Bank of England policymakers, under the leadership of new governor Mark Carney, voted unanimously to keep interest rates and money-printing on hold this month.
Minutes of the monetary policy committee (MPC), published today, showed that the two-day meeting, which concluded on 4 July, was the first since October that all nine members had voted to keep the level of quantitative easing (QE) steady at £375 billion.
Previous governor Sir Mervyn King, along with Paul Fisher and David Miles, had been voting for a £25bn extension to the bond-buying programme since February, but all members were opposed to change this month.

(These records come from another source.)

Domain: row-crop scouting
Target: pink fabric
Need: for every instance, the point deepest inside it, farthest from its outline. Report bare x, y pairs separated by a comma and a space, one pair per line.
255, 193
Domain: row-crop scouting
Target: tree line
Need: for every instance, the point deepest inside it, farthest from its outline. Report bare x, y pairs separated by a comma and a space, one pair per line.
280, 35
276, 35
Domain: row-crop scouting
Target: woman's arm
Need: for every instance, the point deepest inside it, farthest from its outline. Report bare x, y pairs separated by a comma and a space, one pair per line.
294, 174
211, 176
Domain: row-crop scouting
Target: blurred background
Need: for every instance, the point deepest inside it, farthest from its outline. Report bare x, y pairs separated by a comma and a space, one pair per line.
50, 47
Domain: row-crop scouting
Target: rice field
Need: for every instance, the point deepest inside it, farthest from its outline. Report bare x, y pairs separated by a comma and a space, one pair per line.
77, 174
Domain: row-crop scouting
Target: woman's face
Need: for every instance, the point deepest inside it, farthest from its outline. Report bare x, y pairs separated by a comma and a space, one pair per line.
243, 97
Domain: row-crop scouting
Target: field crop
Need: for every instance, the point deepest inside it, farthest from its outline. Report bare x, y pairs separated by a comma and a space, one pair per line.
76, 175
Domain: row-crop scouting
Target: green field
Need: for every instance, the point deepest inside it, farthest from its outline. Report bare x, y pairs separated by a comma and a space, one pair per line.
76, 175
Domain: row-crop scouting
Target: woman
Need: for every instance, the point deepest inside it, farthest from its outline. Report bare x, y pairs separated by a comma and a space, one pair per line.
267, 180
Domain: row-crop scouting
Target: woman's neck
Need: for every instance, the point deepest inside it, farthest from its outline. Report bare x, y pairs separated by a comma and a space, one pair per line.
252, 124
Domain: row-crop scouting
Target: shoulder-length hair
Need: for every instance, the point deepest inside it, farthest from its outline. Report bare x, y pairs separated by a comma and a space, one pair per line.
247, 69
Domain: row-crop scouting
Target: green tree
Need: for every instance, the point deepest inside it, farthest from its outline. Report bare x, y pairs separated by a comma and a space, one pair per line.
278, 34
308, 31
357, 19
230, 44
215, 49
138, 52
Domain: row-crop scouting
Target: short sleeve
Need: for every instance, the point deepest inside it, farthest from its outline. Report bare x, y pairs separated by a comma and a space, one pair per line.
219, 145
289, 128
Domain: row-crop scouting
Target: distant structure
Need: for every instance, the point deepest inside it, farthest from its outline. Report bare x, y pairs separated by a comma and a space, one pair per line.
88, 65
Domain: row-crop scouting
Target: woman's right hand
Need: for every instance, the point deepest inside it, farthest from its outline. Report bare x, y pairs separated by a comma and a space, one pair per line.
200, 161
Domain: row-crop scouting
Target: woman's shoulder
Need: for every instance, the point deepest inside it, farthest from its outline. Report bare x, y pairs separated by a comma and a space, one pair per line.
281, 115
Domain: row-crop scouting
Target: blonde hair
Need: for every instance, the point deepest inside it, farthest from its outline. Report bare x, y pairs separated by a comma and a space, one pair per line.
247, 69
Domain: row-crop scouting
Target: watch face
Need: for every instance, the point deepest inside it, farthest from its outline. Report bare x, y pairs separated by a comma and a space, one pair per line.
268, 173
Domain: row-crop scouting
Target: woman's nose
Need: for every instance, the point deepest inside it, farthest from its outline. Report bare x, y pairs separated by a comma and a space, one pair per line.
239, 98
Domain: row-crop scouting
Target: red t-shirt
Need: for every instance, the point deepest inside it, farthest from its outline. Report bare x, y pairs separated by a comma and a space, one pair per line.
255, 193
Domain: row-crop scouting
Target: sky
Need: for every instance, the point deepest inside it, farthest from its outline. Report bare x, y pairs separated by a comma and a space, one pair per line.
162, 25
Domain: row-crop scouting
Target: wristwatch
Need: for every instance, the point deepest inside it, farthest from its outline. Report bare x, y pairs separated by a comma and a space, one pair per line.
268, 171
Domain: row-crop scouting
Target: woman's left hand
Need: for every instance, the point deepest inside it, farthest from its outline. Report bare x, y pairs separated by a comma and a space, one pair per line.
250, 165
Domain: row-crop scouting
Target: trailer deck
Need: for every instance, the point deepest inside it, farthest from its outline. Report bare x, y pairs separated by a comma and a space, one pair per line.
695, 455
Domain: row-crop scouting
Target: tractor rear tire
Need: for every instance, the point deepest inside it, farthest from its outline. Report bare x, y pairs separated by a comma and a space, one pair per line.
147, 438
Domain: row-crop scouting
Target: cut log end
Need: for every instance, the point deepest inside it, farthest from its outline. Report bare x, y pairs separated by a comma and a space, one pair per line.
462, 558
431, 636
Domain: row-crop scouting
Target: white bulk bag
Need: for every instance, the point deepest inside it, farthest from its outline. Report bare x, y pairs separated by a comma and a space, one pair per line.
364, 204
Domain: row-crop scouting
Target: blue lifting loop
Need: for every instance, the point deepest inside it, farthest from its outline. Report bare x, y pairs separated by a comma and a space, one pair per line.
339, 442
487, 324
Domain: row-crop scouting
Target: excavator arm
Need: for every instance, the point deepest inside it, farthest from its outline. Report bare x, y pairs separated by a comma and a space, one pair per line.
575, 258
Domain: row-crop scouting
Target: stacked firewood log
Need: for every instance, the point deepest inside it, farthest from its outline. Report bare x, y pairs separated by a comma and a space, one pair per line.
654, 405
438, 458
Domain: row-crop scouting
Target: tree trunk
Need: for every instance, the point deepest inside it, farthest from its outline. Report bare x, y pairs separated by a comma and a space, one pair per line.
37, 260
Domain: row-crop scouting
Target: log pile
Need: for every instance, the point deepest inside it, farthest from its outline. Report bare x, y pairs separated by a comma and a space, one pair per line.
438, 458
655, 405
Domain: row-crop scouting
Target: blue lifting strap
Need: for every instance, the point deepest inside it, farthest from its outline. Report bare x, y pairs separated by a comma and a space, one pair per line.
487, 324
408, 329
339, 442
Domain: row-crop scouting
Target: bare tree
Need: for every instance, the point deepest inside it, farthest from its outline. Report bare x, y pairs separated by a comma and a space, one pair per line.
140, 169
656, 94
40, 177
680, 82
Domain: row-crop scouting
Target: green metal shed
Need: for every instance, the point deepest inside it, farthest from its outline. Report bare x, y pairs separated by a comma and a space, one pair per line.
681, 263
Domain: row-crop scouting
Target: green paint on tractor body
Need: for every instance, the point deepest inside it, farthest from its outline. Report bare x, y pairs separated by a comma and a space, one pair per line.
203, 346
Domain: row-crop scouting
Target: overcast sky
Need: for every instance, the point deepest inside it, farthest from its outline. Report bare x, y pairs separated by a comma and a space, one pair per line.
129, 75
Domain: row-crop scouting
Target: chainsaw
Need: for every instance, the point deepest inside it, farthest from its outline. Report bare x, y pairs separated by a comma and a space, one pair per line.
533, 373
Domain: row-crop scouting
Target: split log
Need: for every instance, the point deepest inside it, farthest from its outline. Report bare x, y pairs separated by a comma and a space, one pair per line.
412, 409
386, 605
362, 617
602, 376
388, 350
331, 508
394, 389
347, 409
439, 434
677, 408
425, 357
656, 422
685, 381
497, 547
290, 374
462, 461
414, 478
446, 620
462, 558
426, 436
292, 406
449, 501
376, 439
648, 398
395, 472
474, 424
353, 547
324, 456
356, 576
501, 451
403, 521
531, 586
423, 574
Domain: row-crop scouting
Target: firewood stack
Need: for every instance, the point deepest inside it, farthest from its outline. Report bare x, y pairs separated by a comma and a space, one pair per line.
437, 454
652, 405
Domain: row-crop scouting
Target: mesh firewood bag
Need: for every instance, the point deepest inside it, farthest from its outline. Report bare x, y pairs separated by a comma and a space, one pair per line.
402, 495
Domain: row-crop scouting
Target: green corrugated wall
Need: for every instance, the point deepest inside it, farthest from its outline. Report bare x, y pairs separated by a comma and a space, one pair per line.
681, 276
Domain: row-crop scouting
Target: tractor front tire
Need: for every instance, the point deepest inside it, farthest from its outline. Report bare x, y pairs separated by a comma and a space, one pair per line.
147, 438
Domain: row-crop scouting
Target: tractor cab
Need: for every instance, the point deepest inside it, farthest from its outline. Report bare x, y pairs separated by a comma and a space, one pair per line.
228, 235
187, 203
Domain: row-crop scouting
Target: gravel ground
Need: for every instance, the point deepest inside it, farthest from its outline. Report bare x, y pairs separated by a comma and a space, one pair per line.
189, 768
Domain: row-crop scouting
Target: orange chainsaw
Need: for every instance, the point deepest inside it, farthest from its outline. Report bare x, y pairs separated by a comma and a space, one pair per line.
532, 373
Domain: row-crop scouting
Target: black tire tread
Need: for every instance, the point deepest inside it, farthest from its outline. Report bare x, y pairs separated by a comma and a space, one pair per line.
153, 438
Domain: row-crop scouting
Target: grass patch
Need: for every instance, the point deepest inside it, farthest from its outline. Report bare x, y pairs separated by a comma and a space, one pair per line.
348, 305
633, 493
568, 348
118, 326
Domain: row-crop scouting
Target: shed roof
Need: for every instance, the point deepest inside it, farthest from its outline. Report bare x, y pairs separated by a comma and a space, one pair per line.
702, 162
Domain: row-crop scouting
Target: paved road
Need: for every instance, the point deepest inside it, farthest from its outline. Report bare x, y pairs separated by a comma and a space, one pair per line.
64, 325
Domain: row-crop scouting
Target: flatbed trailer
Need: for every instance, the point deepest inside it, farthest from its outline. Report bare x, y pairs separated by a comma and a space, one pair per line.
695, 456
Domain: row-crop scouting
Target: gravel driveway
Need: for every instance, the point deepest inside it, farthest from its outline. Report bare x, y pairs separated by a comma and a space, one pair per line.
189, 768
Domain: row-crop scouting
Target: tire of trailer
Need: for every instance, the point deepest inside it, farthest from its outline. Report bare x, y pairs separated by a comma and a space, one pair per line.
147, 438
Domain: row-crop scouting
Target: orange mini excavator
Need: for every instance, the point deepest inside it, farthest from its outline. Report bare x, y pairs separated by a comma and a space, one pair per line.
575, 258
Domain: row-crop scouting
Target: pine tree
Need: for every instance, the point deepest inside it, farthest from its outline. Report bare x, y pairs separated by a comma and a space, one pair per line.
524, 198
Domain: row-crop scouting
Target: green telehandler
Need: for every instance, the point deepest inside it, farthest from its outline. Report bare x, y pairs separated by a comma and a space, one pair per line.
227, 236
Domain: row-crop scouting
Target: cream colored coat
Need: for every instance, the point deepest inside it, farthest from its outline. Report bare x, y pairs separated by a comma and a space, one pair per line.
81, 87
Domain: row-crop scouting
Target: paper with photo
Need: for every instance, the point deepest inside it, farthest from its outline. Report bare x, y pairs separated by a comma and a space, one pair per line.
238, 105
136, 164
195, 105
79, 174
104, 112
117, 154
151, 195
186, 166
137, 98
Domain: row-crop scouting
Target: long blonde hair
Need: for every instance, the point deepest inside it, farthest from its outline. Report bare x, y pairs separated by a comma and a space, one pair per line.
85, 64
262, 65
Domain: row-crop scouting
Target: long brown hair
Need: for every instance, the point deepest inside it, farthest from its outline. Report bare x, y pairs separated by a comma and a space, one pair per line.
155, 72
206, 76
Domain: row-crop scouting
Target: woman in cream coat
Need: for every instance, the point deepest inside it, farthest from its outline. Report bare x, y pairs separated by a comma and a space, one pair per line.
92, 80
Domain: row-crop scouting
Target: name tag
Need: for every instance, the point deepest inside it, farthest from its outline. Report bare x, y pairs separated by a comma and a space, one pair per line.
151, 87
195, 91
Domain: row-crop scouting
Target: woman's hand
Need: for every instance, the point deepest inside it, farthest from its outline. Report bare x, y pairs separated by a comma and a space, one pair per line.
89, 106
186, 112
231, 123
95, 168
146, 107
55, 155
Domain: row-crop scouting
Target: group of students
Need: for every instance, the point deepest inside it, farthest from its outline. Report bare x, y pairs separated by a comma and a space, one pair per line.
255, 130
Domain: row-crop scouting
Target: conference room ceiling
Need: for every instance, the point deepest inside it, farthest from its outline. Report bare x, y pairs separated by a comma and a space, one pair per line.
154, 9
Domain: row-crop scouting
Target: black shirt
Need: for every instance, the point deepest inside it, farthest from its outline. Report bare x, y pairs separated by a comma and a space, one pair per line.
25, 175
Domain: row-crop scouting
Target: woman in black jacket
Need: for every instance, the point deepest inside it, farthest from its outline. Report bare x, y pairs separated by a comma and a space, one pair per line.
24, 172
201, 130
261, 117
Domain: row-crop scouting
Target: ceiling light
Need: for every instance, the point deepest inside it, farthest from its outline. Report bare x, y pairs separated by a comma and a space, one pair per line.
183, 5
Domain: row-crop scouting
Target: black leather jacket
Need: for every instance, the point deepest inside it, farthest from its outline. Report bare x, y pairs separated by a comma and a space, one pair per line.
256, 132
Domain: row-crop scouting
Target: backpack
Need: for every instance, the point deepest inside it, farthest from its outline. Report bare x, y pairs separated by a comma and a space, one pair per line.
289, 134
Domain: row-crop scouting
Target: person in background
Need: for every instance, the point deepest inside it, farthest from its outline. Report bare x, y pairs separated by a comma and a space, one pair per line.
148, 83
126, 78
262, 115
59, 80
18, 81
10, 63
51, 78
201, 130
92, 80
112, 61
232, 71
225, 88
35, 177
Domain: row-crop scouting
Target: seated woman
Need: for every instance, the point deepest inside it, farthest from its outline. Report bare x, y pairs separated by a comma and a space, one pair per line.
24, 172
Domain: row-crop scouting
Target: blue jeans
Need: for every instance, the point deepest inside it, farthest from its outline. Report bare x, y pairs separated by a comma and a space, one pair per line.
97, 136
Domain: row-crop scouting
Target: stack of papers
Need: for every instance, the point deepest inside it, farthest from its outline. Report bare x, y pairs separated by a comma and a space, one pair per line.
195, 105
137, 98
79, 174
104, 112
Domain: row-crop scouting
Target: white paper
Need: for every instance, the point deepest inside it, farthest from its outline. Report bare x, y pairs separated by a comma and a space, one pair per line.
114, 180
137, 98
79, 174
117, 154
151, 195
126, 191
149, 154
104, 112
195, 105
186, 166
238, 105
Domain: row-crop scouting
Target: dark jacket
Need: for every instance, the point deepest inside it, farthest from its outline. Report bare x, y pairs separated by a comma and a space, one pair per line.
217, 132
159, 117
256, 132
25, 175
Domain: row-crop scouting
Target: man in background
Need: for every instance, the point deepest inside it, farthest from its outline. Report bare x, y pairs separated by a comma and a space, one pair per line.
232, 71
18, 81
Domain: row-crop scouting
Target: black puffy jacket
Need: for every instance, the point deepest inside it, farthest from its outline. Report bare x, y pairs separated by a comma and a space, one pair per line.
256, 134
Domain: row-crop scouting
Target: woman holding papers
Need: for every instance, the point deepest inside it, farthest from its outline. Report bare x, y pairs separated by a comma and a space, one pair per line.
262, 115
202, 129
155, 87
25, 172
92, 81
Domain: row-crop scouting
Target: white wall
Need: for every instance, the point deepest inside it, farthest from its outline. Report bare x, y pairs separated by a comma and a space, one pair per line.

The minutes said: “For most members, the current policy setting was appropriate and the onus on policy at this juncture was to reinforce the recovery by ensuring that stimulus was not withdrawn prematurely, subject to keeping inflation on track to hit the 2 per cent target in the medium term.”
Official figures released yesterday showed that the consumer prices index hit a 14-month high of 2.9 per cent in June, up from May’s reading of 2.7 per cent, although Carney avoided having to write a formal letter to the Chancellor in his first month in the post because the figure was below 3 per cent.
Howard Archer, chief UK economist at IHS Global Insight, said: “The indication from the minutes is that some MPC members do still believe that further stimulus is warranted, but July was not the month to act given that the Bank of England is due to decide in August whether it will adopt a policy of further guidance.”
He added: “We are now increasingly leaning towards the view that more QE will only occur should the economy suffer a marked relapse over the coming months.”